II. Summary of the Opinion

The Tenth Circuit affirmed. It held that the district court did not err in applying § 2B1.1(b)(16)(A) because staged automobile collisions carry an inherent risk of death or serious bodily injury; the sentencing court was not required to make granular findings distinguishing “bodily injury” from “serious bodily injury” in the manner Brown demanded. The panel also found no plain error in the district court’s explanation for applying the enhancement.

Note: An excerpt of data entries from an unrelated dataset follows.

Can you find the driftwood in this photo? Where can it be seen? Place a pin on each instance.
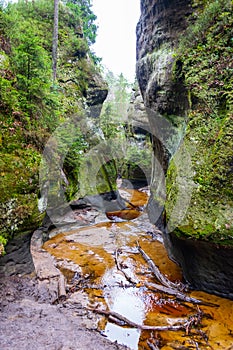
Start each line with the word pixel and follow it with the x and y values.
pixel 186 325
pixel 158 274
pixel 169 287
pixel 179 295
pixel 119 267
pixel 152 346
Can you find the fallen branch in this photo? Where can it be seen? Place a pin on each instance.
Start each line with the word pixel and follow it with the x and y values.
pixel 152 346
pixel 114 315
pixel 158 274
pixel 118 265
pixel 179 295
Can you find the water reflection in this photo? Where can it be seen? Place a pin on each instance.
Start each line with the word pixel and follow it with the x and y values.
pixel 89 254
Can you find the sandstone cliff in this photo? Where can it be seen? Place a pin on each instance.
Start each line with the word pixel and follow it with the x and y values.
pixel 184 69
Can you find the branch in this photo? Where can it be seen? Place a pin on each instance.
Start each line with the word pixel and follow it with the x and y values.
pixel 118 264
pixel 184 326
pixel 179 295
pixel 159 275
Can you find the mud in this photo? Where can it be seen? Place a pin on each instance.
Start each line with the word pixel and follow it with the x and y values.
pixel 28 323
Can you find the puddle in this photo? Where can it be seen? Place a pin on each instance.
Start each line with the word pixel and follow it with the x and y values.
pixel 90 256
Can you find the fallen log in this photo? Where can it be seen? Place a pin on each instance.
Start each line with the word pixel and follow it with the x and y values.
pixel 118 265
pixel 158 274
pixel 186 325
pixel 179 295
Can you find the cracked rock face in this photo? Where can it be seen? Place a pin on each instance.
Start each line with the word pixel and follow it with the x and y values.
pixel 206 266
pixel 166 101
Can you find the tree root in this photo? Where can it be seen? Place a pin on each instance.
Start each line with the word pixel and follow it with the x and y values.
pixel 186 325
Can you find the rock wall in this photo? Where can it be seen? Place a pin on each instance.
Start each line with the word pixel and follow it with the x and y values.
pixel 166 100
pixel 183 70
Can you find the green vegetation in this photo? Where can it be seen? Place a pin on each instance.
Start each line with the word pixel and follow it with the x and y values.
pixel 205 54
pixel 31 106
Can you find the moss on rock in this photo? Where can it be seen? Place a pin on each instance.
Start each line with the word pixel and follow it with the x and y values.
pixel 207 69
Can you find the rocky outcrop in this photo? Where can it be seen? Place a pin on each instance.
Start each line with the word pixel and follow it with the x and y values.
pixel 166 100
pixel 183 73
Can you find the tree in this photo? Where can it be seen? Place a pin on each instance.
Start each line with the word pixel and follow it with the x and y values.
pixel 55 39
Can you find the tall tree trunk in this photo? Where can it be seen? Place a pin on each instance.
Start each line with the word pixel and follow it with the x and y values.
pixel 55 40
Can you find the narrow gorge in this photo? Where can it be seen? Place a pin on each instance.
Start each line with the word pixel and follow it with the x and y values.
pixel 184 69
pixel 116 213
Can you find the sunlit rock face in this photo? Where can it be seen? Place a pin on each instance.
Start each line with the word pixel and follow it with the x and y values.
pixel 166 101
pixel 192 171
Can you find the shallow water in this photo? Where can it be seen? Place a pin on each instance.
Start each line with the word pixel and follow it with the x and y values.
pixel 89 257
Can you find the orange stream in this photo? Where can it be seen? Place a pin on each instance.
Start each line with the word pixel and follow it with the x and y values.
pixel 91 251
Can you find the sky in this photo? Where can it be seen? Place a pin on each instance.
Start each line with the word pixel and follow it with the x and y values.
pixel 116 37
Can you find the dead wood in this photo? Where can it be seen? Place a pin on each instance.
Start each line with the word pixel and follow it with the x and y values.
pixel 119 267
pixel 158 274
pixel 152 346
pixel 186 325
pixel 179 295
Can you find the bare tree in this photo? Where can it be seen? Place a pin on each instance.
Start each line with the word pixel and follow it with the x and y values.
pixel 55 39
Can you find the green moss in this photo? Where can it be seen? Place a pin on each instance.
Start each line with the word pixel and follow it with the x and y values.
pixel 207 73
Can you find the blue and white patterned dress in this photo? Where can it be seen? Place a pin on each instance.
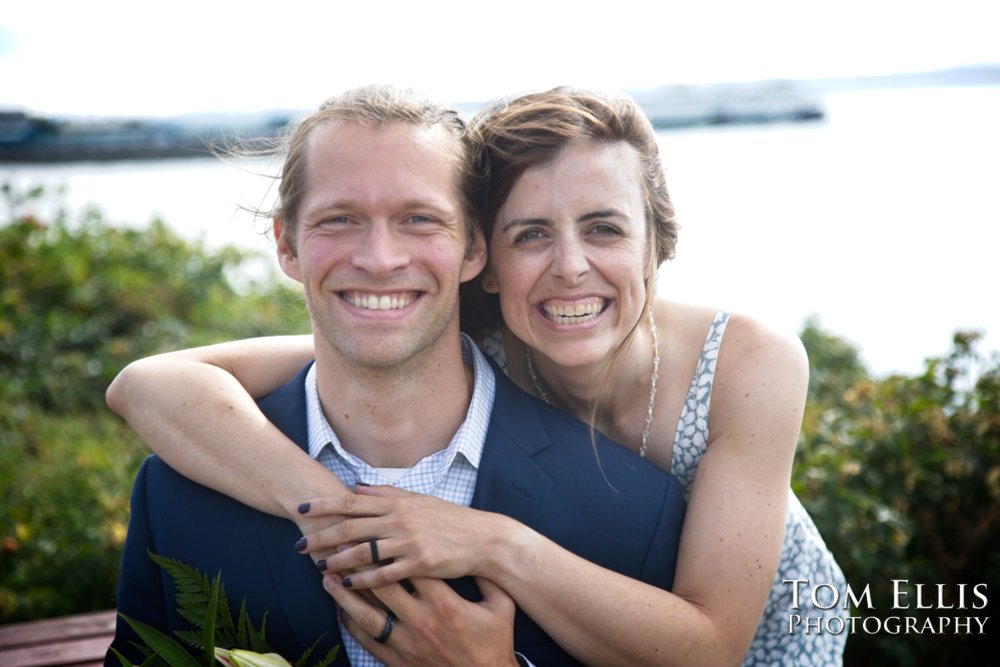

Regarding the upward variance, the court concluded the district court provided a sufficiently reasoned explanation tied to 18 U.S.C. § 3553(a), including the repetitive, multi-part nature of the fraud over years, the danger posed by staged wrecks, the scheme’s sophistication (even though the court did not apply a formal “sophisticated means” enhancement), and a finding that Brown’s criminal history category understated the seriousness and persistence of his criminal conduct. The 11-month variance was also held substantively reasonable.

III. Analysis

A. Precedents Cited

  • United States v. Rocha, 145 F.4th 1247 (10th Cir. 2025): The court used Rocha to frame the standard of review for sentencing appeals—abuse of discretion overall, de novo for Guidelines legal conclusions, and clear error for factual findings— and to reiterate the two-step procedural/substantive reasonableness framework. Rocha also supports “due deference” to a district court’s weighing of § 3553(a) factors when reviewing the extent of a variance.
  • United States v. Guevara-Lopez, 147 F.4th 1174 (10th Cir. 2025): Cited for the distinction between procedural and substantive reasonableness and for the principle that sentences outside the Guidelines range are not presumed unreasonable. The opinion also invokes Guevara-Lopez for the idea that a cogent sentencing explanation tends to place a sentence within the realm of reasonable choice.
  • United States v. Maestas, 642 F.3d 1315 (10th Cir. 2011): Maestas appears twice with two related roles: (1) the burden rule that the government must prove enhancement facts by a preponderance of the evidence, and (2) support for treating certain conduct as creating an inherent risk sufficient for applying § 2B1.1(b)(16)(A)-type enhancements (i.e., the enhancement can rest on the nature of the conduct, not only on near-miss evidence).
  • United States v. Lucien, 347 F.3d 45 (2d Cir. 2003): The Second Circuit’s reasoning is used as persuasive authority: staged collisions inherently involve a serious risk of bodily injury, and the risk “inheres” in deliberately caused accidents. Brown adopts this logic to rebut the argument that the district court needed individualized proof that a particular staged crash was especially severe.
  • United States v. Hoffman, 9 F.3d 49 (8th Cir. 1993): Like Lucien, Hoffman is invoked for the proposition that arranged automobile accidents inherently present a risk of serious bodily injury supporting the enhancement. The Tenth Circuit uses Hoffman to reinforce a cross-circuit consensus about the inherent dangerousness of staged crashes.
  • United States v. Wireman, 849 F.3d 956 (10th Cir. 2017): Wireman supplies the four-part plain-error framework applied to Brown’s unpreserved objection that the district court insufficiently explained the enhancement. The panel concluded the first prong (error) was not met.
  • United States v. Alapizco-Valenzuela, 546 F.3d 1208 (10th Cir. 2008): Central to the variance discussion. The court relied on Alapizco-Valenzuela for the rule that a district court may rely on facts already reflected in the Guidelines to justify a variance, so long as it specifically articulates why the defendant’s situation differs from the typical Guidelines case; the explanation need not be overly detailed.
  • United States v. Huckins, 529 F.3d 1312 (10th Cir. 2008): Cited to validate the district court’s approach: a variance is upheld when the court carefully, reasonably considers the § 3553(a) factors and provides a reasoned basis.
  • United States v. Lawless, 979 F.3d 849 (10th Cir. 2020): Used to focus substantive reasonableness review on the district court’s § 3553(a) analysis and the sufficiency of the justifications supporting the chosen sentence.

B. Legal Reasoning

1. § 2B1.1(b)(16)(A): “Conscious or Reckless Risk of Death or Serious Bodily Injury”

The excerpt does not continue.